Central bank support for financial markets has been one of the defining characteristics of the post-crisis environment. In Europe and Japan, this approach has driven the European Central Bank (ECB) and Bank of Japan (BoJ) to extreme lengths. As we discussed in Macro Insights: A Turning Point in Policy, markets are now questioning the sustainability of this approach and the implications for a market regime that has been very supportive for fixed income markets. In this Global Fixed Income Outlook, we discuss our views on the potential for an inflection point and fixed income strategy.
- In the short term, we think global growth remains modestly positive. The US labor market remains strong, China and Japan are benefitting from fiscal stimulus and the effects from the UK’s vote to exit the European Union (“Brexit”) have so far been relatively modest.

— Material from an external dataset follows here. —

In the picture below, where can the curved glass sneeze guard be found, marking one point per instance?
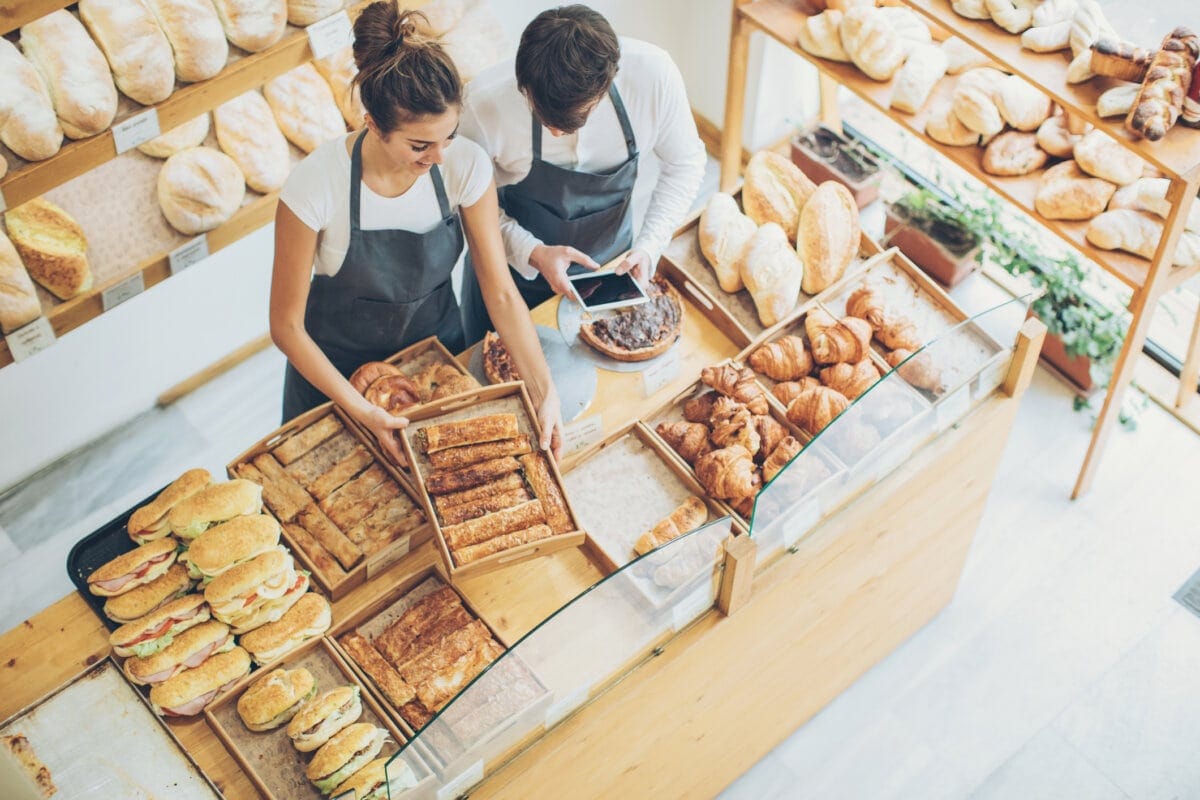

- Over the long term, we are more cautious about the outlook. Central bank policy may be encouraging excessive risk-taking, rising wealth inequality is contributing to political risk and fiscal stimulus adds as much to debt growth as it does to economic growth.

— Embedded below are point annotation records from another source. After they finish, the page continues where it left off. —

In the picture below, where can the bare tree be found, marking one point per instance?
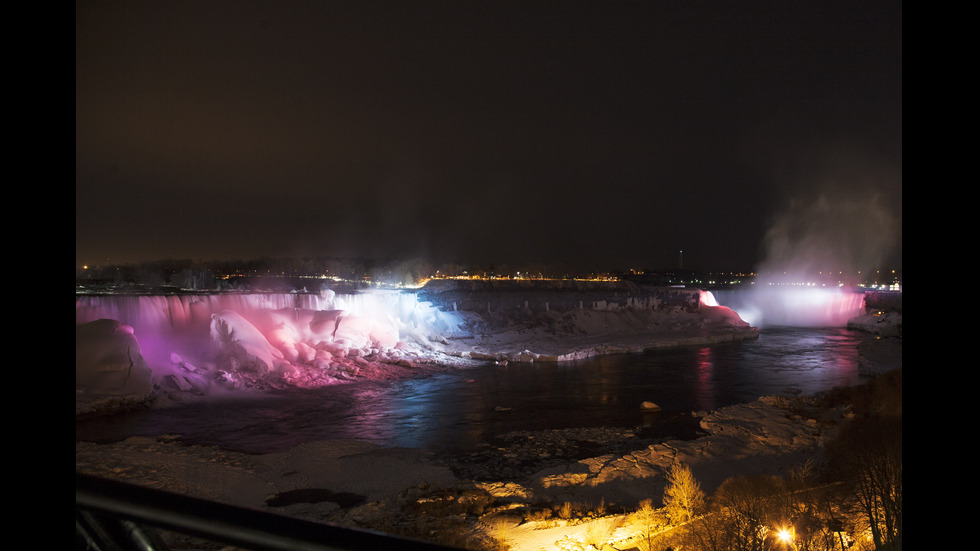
(683, 498)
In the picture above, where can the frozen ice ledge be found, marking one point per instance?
(129, 345)
(561, 320)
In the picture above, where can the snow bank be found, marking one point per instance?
(109, 367)
(196, 345)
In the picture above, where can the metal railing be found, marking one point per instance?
(116, 516)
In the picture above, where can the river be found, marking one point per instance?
(469, 407)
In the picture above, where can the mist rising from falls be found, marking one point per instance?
(795, 307)
(816, 250)
(184, 324)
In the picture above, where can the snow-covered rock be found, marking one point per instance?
(108, 365)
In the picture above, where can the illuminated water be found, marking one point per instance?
(465, 408)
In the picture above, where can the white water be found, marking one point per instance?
(794, 306)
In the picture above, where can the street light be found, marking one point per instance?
(785, 536)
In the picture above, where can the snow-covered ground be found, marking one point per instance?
(131, 350)
(270, 343)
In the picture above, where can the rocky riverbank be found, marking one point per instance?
(511, 492)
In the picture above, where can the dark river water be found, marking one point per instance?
(464, 408)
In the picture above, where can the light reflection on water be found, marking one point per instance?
(465, 408)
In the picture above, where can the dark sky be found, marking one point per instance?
(604, 134)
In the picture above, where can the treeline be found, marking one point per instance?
(230, 274)
(852, 502)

- We currently see no clear catalyst for an inflection point in markets. Our longer-term risk scenarios primarily focus on growing imbalances in China, Japan and Europe. However, when we look at the current outlook for these economies, we see no clear catalyst that is likely to change the market regime that has favored fixed income assets.
- Political risk is likely to be the main source of volatility. Over the next 12 months, the US, France and Germany will all hold elections. Italy will hold a constitutional referendum with implications for its current government. We think markets are likely to take the US election in stride as long as neither party wins complete control, but the European political backdrop may hold bigger implications.
- We think the goal of fixed income investing in today’s environment is to navigate the differences in the short- and long-term outlooks. In our view, the relatively positive short-term outlook favors maintaining exposure to higher-yielding sectors of the fixed income market. However, given the long-term risks, we prefer strategies that combine long and short exposures with the goal of preserving yield and upside potential while hedging against the risk of systemic changes in spreads or interest rates.